Despite any cultural or musical differences, Wyatt told Pollstar that when the group got together to start writing, “It felt a little bit unusual, but we all had enough of a musical background that we could communicate with each other pretty easily.”

The band agreed upon two things from the very beginning. First, they wanted a relative level of anonymity so the music would speak for itself, which led to the use of their ubiquitous jackalope symbol and the donning of masks during shows. Second, they wanted to reconstruct the highly produced sounds of the album live – sans laptops.

Manager Brent Kredel of Monotone Inc. explained Miike Snow has made the extra effort to ensure every show is a great time for concertgoers.

“They decided early on that there would be no computers on stage,” he told Pollstar. “The band worked very hard to recreate the songs live to give the fans an organic experience. We don’t think the fans paid $25 to come hear the band play the CD. They want it to be real and unpredictable.”

Creating that sound involves some heavy instrumentation. Wyatt sings and plays guitar and occasional keyboard. Karlsson and Winnberg, who also sing, man an array of mixers, samplers and effects pedals. A backing band includes keys, bass and drums.
Though it sounds like a setup that could prove overwhelming at times, Wyatt said the trio wouldn’t want to perform any other way.
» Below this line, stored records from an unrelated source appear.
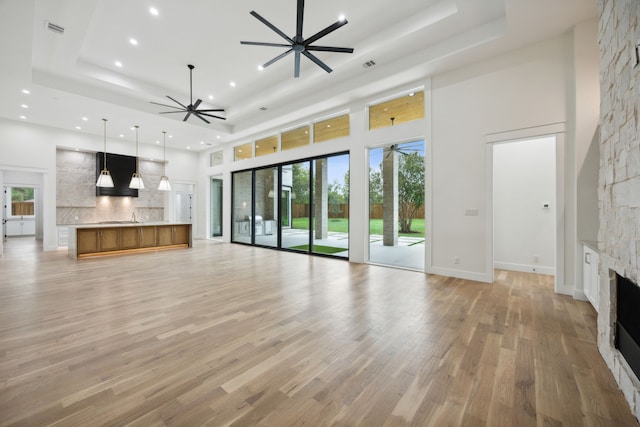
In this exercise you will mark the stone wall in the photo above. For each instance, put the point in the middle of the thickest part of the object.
(76, 200)
(619, 182)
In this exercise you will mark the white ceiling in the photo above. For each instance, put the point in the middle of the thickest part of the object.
(73, 75)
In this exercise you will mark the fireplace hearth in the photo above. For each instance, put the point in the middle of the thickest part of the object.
(627, 332)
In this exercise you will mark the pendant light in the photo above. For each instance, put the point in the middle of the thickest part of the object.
(136, 178)
(105, 180)
(164, 185)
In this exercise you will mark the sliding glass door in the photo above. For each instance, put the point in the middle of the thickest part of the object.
(396, 205)
(295, 206)
(242, 202)
(266, 207)
(312, 214)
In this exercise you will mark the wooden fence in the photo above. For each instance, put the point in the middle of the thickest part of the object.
(22, 208)
(300, 210)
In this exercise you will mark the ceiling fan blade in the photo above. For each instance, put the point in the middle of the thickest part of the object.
(331, 28)
(202, 118)
(179, 103)
(317, 61)
(165, 105)
(211, 115)
(330, 49)
(300, 19)
(277, 58)
(266, 44)
(270, 25)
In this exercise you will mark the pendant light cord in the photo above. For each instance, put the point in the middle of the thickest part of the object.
(105, 143)
(164, 153)
(137, 172)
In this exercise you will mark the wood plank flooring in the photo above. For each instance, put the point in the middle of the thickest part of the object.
(229, 335)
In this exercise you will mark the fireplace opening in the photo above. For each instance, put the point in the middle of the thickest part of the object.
(627, 339)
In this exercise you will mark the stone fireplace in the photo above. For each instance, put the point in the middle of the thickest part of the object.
(619, 182)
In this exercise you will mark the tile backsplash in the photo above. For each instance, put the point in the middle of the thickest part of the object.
(76, 200)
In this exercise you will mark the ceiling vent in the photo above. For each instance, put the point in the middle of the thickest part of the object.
(54, 27)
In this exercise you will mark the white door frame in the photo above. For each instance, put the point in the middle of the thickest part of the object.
(555, 129)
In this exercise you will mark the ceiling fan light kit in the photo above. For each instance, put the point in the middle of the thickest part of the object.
(298, 44)
(192, 108)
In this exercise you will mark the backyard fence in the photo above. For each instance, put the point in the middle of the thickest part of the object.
(341, 210)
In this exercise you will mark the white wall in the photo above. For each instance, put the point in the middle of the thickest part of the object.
(528, 88)
(30, 148)
(524, 89)
(523, 182)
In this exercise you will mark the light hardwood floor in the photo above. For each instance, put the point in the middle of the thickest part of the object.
(225, 334)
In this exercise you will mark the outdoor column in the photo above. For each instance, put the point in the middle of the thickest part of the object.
(321, 200)
(389, 197)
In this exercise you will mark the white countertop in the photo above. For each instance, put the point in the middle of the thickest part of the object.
(123, 224)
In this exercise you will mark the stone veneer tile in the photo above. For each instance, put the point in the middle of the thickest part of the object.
(76, 200)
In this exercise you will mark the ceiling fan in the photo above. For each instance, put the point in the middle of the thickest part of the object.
(406, 149)
(300, 45)
(191, 108)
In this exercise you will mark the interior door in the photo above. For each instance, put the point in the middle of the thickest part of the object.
(4, 214)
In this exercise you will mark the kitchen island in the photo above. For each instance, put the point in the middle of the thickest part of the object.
(120, 237)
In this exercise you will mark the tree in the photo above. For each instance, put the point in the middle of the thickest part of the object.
(410, 188)
(375, 186)
(300, 182)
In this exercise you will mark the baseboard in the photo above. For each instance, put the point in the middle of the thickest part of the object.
(460, 274)
(524, 268)
(579, 295)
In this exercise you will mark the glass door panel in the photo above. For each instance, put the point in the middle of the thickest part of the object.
(396, 205)
(294, 208)
(266, 207)
(216, 207)
(242, 203)
(330, 206)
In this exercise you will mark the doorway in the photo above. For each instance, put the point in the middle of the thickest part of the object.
(397, 205)
(216, 207)
(524, 205)
(184, 203)
(19, 211)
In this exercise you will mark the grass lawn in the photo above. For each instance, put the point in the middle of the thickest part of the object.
(341, 225)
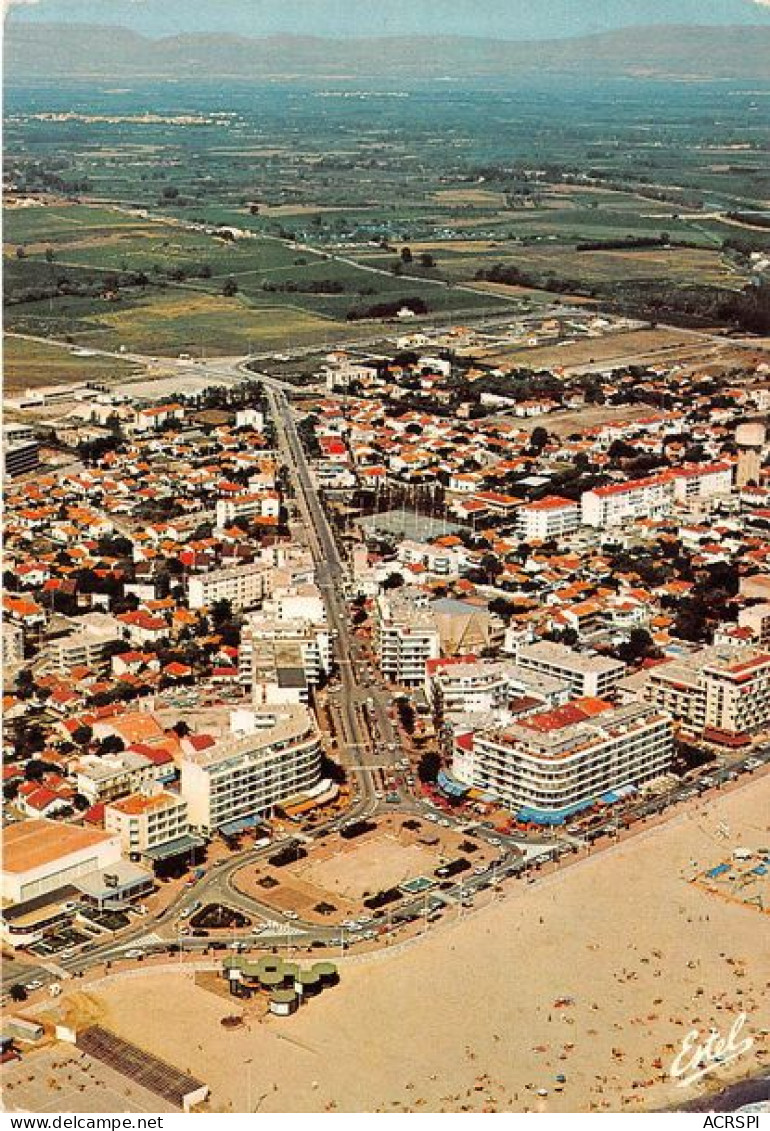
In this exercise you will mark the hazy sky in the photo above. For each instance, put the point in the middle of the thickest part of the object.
(502, 18)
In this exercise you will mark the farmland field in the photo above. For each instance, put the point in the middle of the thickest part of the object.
(339, 201)
(28, 364)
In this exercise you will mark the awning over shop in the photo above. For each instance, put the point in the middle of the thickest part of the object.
(551, 817)
(232, 828)
(620, 794)
(172, 848)
(451, 786)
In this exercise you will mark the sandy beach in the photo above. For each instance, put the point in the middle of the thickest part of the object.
(595, 973)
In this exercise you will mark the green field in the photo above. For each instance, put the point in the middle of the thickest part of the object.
(29, 364)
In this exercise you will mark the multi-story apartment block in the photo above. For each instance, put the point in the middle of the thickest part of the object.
(253, 504)
(585, 672)
(110, 776)
(756, 618)
(439, 561)
(701, 481)
(723, 691)
(552, 517)
(19, 457)
(550, 766)
(243, 586)
(406, 636)
(147, 820)
(293, 653)
(626, 502)
(463, 684)
(87, 645)
(236, 782)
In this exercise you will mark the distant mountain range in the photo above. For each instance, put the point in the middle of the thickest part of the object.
(35, 52)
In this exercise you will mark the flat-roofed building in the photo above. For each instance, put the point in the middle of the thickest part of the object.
(626, 502)
(293, 654)
(20, 458)
(243, 586)
(756, 618)
(547, 518)
(147, 819)
(548, 766)
(719, 691)
(406, 636)
(587, 673)
(701, 481)
(87, 646)
(40, 856)
(461, 684)
(102, 778)
(234, 783)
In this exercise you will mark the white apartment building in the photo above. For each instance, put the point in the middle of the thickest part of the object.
(465, 684)
(720, 690)
(544, 768)
(88, 645)
(439, 561)
(242, 779)
(756, 618)
(277, 650)
(253, 504)
(109, 776)
(585, 672)
(147, 819)
(13, 645)
(626, 502)
(702, 481)
(406, 637)
(243, 586)
(552, 517)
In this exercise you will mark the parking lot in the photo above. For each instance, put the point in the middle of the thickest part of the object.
(334, 885)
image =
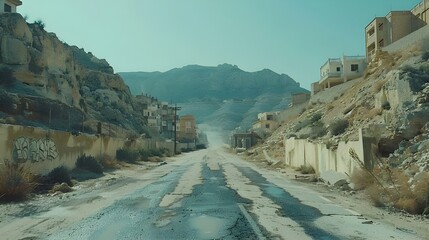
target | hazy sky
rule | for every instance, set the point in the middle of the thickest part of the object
(294, 37)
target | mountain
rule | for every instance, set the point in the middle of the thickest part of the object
(47, 83)
(224, 95)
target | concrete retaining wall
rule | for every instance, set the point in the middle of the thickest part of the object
(42, 150)
(300, 152)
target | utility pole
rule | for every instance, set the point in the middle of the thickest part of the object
(175, 126)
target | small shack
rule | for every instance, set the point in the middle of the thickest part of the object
(244, 140)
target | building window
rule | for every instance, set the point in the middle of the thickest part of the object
(7, 8)
(371, 32)
(381, 43)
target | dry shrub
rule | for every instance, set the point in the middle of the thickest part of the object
(109, 162)
(411, 205)
(378, 85)
(376, 195)
(339, 126)
(361, 179)
(16, 182)
(421, 190)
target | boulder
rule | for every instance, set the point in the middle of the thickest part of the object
(13, 51)
(15, 24)
(332, 178)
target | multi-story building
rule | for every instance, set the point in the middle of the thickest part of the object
(9, 5)
(339, 70)
(158, 116)
(383, 31)
(167, 120)
(187, 129)
(299, 98)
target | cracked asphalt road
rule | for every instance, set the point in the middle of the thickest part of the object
(207, 194)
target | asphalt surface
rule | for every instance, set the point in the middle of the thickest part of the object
(212, 209)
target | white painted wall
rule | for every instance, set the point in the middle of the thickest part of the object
(300, 152)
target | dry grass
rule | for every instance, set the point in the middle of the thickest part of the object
(109, 163)
(410, 205)
(306, 169)
(376, 194)
(361, 179)
(16, 182)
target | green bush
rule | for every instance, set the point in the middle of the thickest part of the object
(339, 126)
(40, 24)
(316, 117)
(89, 163)
(127, 155)
(145, 154)
(16, 182)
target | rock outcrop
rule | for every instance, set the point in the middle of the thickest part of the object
(40, 76)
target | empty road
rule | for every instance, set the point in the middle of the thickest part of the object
(208, 194)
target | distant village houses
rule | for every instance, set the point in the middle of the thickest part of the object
(380, 34)
(158, 116)
(9, 6)
(336, 71)
(187, 129)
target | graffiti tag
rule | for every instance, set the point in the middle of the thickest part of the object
(35, 150)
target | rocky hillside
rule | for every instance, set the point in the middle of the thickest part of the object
(392, 102)
(45, 82)
(224, 96)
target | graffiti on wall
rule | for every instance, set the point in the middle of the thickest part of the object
(34, 150)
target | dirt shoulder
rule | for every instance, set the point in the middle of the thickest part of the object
(356, 201)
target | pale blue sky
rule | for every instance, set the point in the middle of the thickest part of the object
(294, 37)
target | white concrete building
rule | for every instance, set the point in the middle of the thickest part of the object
(9, 5)
(339, 70)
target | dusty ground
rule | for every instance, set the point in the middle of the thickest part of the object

“I think there’s something exciting about trying to bite off a little bit more than you can chew in any situation,” he said. “I think we all have kind of workaholic personalities. First of all, that kind of equipment sounds better than laptops. Second, we wouldn’t find it very challenging just to open up some files every night and just stand there and kind of pretend that we’re playing.”

The band has also incorporated lights and fog into performances to add visual appeal even though it’s eaten into profits at times.
“They want to put on a high-quality experience even when it means losing money on smaller tours,” Kredel said. “It is important that fans leave a Miike Snow show excited to come back and see them again.”

Agent Tom Windish agreed that word-of-mouth has helped grow the band quickly.

“They have done better and better over the last year-and-a-half and I think a lot of it has to do with the quality of the live show,” he told Pollstar. “When people go see them, they go back and tell their friends how great the show was. They really don’t disappoint.”

Miike Snow recently wrapped a tour of the U.S. and heads to Europe, Japan and Australia this summer for a string of festival dates including Glastonbury, Splendour in the Grass and Fuji Rock. The band will hit South America in the fall and come back to the States for more festivals and some of its biggest venues yet, which should be no problem for Wyatt.

“I think that our music really lends itself to large venues,” he said. “The ideas are broad enough to fill large spaces very comfortably and we’re comfortable playing for large audiences.”